Like the majority of striker-fired pistols it features a passive trigger safety and has pretty familiar controls including a railed frame, standard slide stop, magazine release and take-down lever on the left side.
So far it looks like Nite Owl has ticked off all the right boxes. The grip angle and texture isn’t overly aggressive and the backstrap leads up to a generous beavertail. The trigger guard is swept high and has a deep undercut. And the sights are placed far apart for a long sight radius.
It’s inside where things start to get interesting. Being a machine shop, all of the internals are machined from solid billet steel rather than cast or stamped metal. In theory, this may make the N09-R last longer and stand up to more abuse than guns that opt for cheaper construction standards.
“Over the last three years, we’ve developed a product that is ergonomically ideal and performs flawlessly out of the box,” said Dan Evans, Nite Owl president. “We believe consumers should expect more from their firearm, especially if they entrust their life to it for self defense. We aim to deliver on that expectation.”
But what may be the N09-R’s best selling point is it’s successor, the L-model. Evans must have some southpaws in the family as the company plans to follow the N09-R with a true left-handed variant.
Everything about the lefty model will be reversed, not just the controls. It will be completely mirrored with transposed controls and a left-side ejection port.
“This eliminates the need to reverse or have ambidextrous controls on the gun giving any left handed shooter a false pretension that ambidextrous is made for everyone,” said Rabbit Boyett, a Nite Owl spokesman.
“Is it fair to left handed shooters that the pistol ejects from the right side, distracting them while placing shots? We don’t think so,” Boyett said.
The pistols use Beretta 92-pattern magazines and will ship with mags by ACT. Depending on the magazine they will have either a 15+1 or 17+1 capacity. They’ve tested the design with limited-capacity and extended mags including Beretta and Mec-Gar magazines without issue.
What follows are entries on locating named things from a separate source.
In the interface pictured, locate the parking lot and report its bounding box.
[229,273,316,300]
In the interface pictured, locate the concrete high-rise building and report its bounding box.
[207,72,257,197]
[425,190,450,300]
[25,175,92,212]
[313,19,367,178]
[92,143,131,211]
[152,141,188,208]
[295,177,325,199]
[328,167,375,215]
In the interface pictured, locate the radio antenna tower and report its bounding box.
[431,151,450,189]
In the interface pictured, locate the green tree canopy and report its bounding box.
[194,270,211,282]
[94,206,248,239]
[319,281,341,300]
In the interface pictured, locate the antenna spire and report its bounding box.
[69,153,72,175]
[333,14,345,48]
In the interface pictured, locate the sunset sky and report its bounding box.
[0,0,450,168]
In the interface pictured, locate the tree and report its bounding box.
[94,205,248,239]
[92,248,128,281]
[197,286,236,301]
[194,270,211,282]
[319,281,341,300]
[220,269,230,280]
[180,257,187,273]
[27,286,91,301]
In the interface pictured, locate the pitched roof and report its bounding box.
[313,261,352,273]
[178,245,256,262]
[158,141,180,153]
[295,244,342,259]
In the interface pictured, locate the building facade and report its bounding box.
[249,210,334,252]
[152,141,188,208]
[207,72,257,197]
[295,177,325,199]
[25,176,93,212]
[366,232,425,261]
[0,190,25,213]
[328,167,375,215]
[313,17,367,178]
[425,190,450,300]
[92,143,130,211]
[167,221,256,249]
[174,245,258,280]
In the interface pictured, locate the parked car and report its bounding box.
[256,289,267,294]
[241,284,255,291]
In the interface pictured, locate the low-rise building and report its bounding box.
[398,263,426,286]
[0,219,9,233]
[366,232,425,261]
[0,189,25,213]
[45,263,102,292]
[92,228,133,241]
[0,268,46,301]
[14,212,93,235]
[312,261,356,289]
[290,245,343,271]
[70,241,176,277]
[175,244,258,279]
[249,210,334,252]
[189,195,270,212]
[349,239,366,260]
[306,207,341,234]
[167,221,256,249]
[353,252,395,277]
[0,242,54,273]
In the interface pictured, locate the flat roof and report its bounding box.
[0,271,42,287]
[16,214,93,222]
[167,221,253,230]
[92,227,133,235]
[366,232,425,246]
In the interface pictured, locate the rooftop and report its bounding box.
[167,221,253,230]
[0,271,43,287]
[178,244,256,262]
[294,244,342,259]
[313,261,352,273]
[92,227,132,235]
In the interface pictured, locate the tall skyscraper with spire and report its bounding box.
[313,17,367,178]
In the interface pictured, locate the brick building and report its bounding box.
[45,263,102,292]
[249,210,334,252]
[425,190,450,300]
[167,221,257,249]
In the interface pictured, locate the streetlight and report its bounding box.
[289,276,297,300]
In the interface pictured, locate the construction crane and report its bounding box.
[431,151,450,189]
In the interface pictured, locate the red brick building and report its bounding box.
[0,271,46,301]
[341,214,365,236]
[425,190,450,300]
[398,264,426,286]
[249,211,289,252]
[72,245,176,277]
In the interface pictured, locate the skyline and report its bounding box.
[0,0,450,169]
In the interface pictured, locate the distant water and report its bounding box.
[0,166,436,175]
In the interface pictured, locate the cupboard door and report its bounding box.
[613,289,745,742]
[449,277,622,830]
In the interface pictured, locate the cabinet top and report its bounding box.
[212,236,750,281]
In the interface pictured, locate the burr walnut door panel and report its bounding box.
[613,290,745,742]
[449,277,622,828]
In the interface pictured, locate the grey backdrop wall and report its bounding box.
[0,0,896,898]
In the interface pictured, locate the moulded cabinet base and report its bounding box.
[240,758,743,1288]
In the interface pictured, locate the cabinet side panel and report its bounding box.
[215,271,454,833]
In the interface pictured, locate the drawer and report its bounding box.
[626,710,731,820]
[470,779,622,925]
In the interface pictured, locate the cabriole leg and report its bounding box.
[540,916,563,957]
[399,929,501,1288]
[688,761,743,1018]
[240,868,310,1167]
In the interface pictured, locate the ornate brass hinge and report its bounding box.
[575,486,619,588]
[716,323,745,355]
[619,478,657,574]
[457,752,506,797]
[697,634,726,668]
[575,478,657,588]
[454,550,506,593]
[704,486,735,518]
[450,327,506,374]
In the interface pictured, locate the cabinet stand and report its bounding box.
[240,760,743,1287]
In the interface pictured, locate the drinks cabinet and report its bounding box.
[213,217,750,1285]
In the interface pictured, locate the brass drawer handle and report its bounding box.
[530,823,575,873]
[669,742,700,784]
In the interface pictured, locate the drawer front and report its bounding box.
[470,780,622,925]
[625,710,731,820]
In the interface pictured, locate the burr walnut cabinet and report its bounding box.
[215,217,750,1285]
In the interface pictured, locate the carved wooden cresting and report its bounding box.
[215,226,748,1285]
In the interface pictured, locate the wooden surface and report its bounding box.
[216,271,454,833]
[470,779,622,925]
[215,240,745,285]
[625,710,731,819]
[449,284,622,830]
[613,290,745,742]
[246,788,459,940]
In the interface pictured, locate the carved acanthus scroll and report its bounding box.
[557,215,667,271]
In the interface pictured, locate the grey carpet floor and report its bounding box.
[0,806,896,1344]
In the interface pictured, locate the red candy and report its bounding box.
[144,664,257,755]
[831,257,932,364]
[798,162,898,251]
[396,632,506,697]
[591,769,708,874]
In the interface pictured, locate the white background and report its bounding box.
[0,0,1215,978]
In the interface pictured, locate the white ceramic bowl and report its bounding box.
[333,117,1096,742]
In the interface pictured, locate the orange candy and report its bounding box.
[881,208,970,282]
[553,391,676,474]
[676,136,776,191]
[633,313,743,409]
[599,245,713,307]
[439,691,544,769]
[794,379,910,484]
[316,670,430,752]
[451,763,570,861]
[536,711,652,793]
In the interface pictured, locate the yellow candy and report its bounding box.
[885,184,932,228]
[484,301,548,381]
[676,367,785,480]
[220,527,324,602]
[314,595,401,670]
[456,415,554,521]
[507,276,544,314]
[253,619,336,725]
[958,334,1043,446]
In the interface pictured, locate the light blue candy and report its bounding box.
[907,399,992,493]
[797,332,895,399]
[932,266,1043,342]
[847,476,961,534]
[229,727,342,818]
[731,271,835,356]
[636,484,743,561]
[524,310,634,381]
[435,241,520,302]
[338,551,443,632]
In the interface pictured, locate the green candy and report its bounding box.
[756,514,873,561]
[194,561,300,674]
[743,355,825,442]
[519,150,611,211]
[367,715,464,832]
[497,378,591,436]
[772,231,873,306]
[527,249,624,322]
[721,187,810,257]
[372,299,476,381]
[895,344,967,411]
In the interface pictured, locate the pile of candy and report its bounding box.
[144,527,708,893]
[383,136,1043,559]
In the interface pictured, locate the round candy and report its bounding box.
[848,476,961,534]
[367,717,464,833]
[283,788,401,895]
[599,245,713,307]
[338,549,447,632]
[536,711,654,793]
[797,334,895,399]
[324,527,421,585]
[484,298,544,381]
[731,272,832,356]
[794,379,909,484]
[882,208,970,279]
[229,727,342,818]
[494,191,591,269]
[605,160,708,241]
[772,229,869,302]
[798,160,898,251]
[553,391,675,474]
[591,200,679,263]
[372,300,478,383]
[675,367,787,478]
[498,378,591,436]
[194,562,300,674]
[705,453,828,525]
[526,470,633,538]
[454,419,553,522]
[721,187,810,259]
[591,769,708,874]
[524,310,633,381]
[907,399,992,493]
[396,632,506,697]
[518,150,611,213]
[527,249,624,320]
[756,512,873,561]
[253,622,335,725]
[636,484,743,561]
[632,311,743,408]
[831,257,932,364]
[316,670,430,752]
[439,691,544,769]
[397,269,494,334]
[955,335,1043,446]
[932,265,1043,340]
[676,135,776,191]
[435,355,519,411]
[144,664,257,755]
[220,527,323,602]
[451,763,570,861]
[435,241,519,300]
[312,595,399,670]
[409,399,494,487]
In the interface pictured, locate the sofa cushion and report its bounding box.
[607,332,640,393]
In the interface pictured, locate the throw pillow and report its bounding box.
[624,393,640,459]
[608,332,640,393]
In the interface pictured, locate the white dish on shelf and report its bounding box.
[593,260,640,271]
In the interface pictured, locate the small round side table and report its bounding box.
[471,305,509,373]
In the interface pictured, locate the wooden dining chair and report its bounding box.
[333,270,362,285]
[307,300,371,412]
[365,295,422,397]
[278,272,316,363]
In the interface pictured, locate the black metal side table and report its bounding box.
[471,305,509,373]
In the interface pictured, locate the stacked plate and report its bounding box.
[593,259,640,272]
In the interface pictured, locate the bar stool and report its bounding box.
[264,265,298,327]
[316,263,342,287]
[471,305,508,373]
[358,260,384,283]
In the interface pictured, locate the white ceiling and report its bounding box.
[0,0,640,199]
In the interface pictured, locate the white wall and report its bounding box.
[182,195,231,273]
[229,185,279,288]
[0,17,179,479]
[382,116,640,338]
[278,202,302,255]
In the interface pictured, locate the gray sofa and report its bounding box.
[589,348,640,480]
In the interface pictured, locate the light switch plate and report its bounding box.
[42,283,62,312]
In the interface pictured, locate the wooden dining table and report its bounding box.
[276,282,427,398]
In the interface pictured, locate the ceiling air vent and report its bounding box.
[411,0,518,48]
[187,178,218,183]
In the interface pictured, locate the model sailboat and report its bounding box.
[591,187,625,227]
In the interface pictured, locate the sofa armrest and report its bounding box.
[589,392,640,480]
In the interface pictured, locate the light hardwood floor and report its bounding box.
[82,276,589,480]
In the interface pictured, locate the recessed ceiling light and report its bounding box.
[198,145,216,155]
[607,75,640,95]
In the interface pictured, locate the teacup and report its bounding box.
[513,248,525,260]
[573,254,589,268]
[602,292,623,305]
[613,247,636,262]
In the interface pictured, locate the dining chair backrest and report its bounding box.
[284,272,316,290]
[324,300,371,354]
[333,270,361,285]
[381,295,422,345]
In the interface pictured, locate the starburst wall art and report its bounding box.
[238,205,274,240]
The sights are an in-house design but the dovetails in the slide are the smallest possible allowing gunsmiths to enlarge them to work with other sight standards. The factory sights are three-dot sights and they will also have fully-adjustable sights as well.
The rest of the gun’s specifications are in-line with popular service pistols. It measures in at 7.2 inches long, 5.2 inches tall and weighs 28 ounces, unloaded. These guns are 100 percent American-made, including the magazines.
Like all new companies, they’ve still got their work cut out for them. Their product will have to be put through the paces with third-party testing and evaluation and they’re going to have to be their own aftermarket support for accessories like holsters and night sights.
They are working on other models and will eventually offer full-size, compact and subcompact variants with .45 ACP versions to come hopefully by next year. All of their pistols will be offered in true left-handed configurations.
The good news there is that Nite Owl is open to feedback. Even before they officially launch the NO9-R — at the Great American Outdoors Show on Feb. 7.
“Every time we turn around we have another idea,” said Evans. “We’re looking forward to what the future holds for Nite Owl Firearms and are excited for feedback from our fans and customers.”